JUEVES SANTO Ciclo B, 1º. de abril, 2021 CUARTA REFLEXIÓN SOBRE LA MUERTE DE JESÚS

Pbro. Dr. Daniel Valdez García 

INTRODUCCIÓN

Las anteriores reflexiones implicaron un conocimiento intelectual, ésta y las dos siguiente reflexiones implican el asunto motivacional.

En nuestro mundo se habla de males temporales y de males permanentes. Con todas sus salvedades, yo llego a comparar la muerte con la esterilidad de hombres o mujeres que puede ser pasajera (temporal) o permanente, pues aún no se define si esa esterilidad es una enfermedad o una discapacidad. De igual forma sucede con la muerte cuando nos preguntamos: ¿se pronostica o se dignóstica

Para un correcto diagnóstico clínico de la muerte del encéfalo hay un protocolo muy concreto; es un ejercicio de puro juicio práctico, y que como tal nunca puede dar certidumbre absoluta, debemos asumir que a pesar de la incertidumbre debemos tomar decisiones razonables y prudentes. 
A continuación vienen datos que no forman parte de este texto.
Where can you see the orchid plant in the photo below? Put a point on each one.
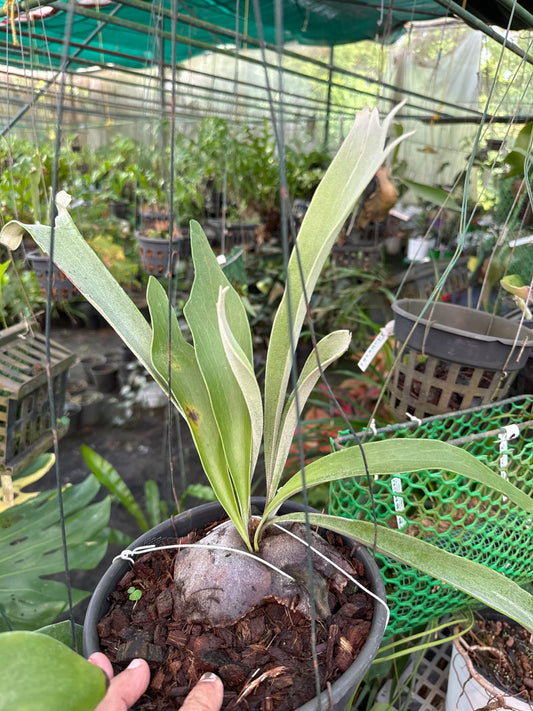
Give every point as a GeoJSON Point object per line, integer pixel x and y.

Así que ahora, vamos a hablar de la muerte temporal humana y de la muerte temporal de Jesucristo.

 

1.     LA MUERTE TEMPORAL DEL SER HUMANO

La muerte como acontecimiento es pensable e imaginable puesto que la muerte es el límite temporal absoluto, de tal manera que nadie debiera decir: “en mi época”, sino hasta que haya muerto porque mientras se viva esta es nuestra época. Preciso más, decimos: “en la época de Jesús aconteció tal o cual cosa”, porque el acontecimiento de la muerte es el referente que lleva al nacimiento y a la resurrección partiendo la historia en dos: Antes de Cristo y Después de Cristo.

Esta existencia humana nos da la posiblidad de poder realizar hasta un gran sacrificio en lugar de tal o cual persona, pero en rigor nadie puede morir en lugar del otro. La muerte, como el nacimiento y el desarrollo, son únicos, personales e irrepetibles: nacemos solos y morimos solos. Nadie, en lo absoluto puede vivir ni morir por otro.

La singularidad radical que ofrece la muerte no puede ser entendida como una explicación biológica de la muerte. Ni todo el conocimiento de las ciencias basta para explicar el misterio de la vida, muchos menos el de la muerte. Por eso, podemos decir que la muerte temporal, para uno mismo, es inherentemente paradójica porque es la posibilidad imposible de evitar y la imposibilidad de recordarla temporalmente hablando. Esto parece un juego de palabras, pero no lo es, sino que es una descripción precisa y concisa.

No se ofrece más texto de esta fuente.